Dass das tschechische bzw. das europäische Eishockey es aber mitunter noch schwer hat, sich in Deutschland vollends Geltung zu verschaffen, darüber sprach ich vor allem mit Jirí Kochta, dem 57-jährigen Trainer der Dresdner Eislöwen. Was mir der gestandene Eishockeyfachmann dabei zu sagen hatte, das erfahren Sie gleich!

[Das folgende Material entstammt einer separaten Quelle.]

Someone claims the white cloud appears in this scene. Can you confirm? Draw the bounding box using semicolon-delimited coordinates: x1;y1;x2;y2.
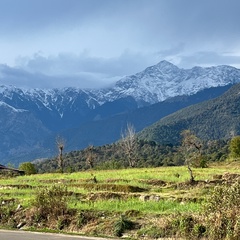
0;0;240;87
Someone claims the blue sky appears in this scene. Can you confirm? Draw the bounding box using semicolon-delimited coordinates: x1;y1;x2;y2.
0;0;240;88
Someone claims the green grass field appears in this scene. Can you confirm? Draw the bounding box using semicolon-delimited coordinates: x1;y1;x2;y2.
0;162;240;239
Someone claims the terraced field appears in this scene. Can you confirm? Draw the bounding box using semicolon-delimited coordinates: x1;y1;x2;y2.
0;162;240;239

Jirí Kochta gehört der so genannten ersten "goldenen Generation" des tschechischen bzw. tschechoslowakischen Eishockeys an, nämlich jener, die in den 70er Jahren insgesamt dreimal den Weltmeistertitel holte und die zusammen mit der damaligen UdSSR und den Schweden das Weltniveau im schnellsten Mannschaftssport unseres Planeten klar bestimmte. Kochta selbst war zwar "nur" beim Gewinn des WM-Titels 1972 in Prag mit von der Partie, wegen seiner Verdienste um das hiesige Eishockey durfte er jedoch auch eine zeitlang in der deutschen Bundesliga für harte D-Mark spielen. Allerdings wurde ihm von den damals amtierenden Sportfunktionären eine problemlose Rückkehr in die CSSR verwehrt:

"In Deutschland habe ich damals in Landshut angefangen, im Jahre 1979, und ich habe hier bis 1981 gespielt. Dann habe ich verlängert und in München gespielt. Ich wollte aber noch ein viertes Jahr haben, weil es damals schon so ausgemacht war, dass ich danach Sparta Prag übernehme. Aber aufgrund der politischen Verhältnisse, vor allem aufgrund der Tatsache, dass ich weder in der Partei noch im sozialistischen Jugendverband SSM gewesen war, wurde es mir nicht erlaubt, länger im Ausland zu bleiben. Ganz im Gegensatz zu Spielern, die in der Partei waren und vier und mehr Jahre im Ausland spielen durften. Das war der Grund, warum ich in Deutschland geblieben bin. Ich wollte es nie, aber es ist so passiert und ich bereue diese Sache überhaupt nicht. Die Entscheidung war spontan und die Frau kam mit den Kindern nach. So sind wir in München geblieben und dort leben wir bis heute noch."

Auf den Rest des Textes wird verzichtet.